Well, goodness knows I've said all this often enough and in this picture here we are again at the blessed St Aloysius in Tasmania where they have playful and comfy and social all in one go with these sofas which they found, affordably, in a library catalogue. You could read, learn, collaborate in this school, couldn't you?

21st century schools: here's a really good one

I've said so often, for so long, about losing industrial "bullying ante chamber" toilets, about agile transparent learning space, about light, about small sub communities of children in learning bases, about losing expensive wasteful corridors, about displaying work externally by projecting onto windows, about shared space for science, food science or whatever, and so much, much, much, more. And yet I still see the emergence of dismal new factory schools. Mercifully in many of the places I'm lucky to be working, things have moved on hugely and 21st century learning is a fact rather than a distant aspiration.

And here's a wonderful school, in Tasmania, that's done it all and done it SO well. Staff and students love it, parents are reaping the dividend of commiting their children to a new design. It came in under budget, it really shows the thought, leadership and debate by all involved and it is quite, quite lovely.

Why do people STILL build cells n bells factory schools when for less money they can do this and then see substantially better learning as a result? And why don't inspection systems criticise schools whose lack of ambition fails their students by continuing to embrace a model of factory learning with a dull incrementl targets?

St Aloysius, I salute you - what a wonderful and ambitious place to be learning - I'll post a lot more images soon and then link them from here.

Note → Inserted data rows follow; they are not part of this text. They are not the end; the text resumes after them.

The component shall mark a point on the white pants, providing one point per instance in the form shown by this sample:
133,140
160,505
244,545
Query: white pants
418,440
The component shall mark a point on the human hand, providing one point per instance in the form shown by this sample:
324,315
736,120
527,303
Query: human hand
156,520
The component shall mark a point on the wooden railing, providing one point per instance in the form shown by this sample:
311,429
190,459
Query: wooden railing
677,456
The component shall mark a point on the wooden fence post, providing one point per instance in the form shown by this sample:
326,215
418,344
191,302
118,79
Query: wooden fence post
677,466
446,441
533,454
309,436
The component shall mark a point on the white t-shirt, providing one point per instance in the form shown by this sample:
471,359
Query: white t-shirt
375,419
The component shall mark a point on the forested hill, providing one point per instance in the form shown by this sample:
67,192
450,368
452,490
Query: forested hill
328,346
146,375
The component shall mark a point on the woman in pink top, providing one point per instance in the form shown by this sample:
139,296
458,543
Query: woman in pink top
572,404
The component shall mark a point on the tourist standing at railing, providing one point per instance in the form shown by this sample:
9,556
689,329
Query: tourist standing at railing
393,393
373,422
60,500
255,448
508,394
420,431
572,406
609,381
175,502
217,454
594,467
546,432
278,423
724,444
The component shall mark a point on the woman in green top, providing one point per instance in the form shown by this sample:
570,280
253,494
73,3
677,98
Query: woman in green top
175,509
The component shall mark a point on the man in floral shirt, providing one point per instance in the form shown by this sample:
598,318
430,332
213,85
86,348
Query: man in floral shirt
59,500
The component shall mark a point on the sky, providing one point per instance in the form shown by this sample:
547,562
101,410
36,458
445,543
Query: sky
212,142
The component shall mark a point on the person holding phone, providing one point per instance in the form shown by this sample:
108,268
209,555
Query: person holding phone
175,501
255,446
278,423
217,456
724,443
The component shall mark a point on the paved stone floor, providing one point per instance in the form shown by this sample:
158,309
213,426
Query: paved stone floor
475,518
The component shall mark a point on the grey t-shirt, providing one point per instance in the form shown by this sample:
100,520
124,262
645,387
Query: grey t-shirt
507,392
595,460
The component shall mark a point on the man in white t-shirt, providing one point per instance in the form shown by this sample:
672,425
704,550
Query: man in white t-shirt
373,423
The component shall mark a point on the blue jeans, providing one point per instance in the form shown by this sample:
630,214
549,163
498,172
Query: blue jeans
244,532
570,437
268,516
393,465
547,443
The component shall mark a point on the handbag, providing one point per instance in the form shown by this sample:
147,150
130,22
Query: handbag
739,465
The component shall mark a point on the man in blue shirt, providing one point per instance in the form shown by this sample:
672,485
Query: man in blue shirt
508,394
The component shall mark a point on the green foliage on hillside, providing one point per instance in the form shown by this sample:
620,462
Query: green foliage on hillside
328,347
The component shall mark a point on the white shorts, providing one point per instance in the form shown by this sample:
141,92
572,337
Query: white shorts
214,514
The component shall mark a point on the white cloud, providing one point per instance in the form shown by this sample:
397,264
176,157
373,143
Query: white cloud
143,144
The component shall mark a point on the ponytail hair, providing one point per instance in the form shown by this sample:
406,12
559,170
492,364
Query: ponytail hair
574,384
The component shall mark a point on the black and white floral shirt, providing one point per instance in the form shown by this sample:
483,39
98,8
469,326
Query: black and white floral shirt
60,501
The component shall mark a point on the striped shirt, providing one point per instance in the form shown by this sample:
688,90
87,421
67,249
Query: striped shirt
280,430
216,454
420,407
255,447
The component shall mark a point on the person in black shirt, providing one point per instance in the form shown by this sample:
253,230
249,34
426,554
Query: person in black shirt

Meanwhile, these are the toilets: doors that fit the frame top and bottom, glass means no place for bullies, the toilets are small scale and everywhere. These folk LISTENED and reflected and it shows, everywhere.

Saturday, 21 February 2009

Brave

As someone who doesn't even eat meat (just seems wrong to kill them somehow, even worse when you consider the global warming implications of animals for food) I can't help but admire the brave folk on the anti-whaling ship the Steve Irwin, which has arrived in Hobart to refuel this weekend, skull and crossbones proudly flying.

The ship docked in Hobart this afternoon after pursuing Japanese whalers in the Southern Ocean for several weeks and the bow bears testament to just how tough that pursuit has been. Plenty of video footage on youTube. Anyone who knows the sea will know just how tough this kind of action must be. Just like the late Steve Irwin, these are brave folk.

Friday, 20 February 2009

Us-ness

Tasmania - where i am currently - has some wonderful period architecture. Coming from a village in England where the oldest house is from the 1300's nothing much here is really old unless it's aboriginal, but these charming features and scale make for some really delightful houses (and of course they are not cheap!!). They help people in Hobart to really feel part of a community.

In building schools around the world we have used local culture groups and children with cameras / phones to capture the feature that say "us' most strongly and then try to capture the angles, shiplap, details, textures, colours, heights etc., in the new school designs. It really works, of course, but how could anyone ever imagined that one size might fit all?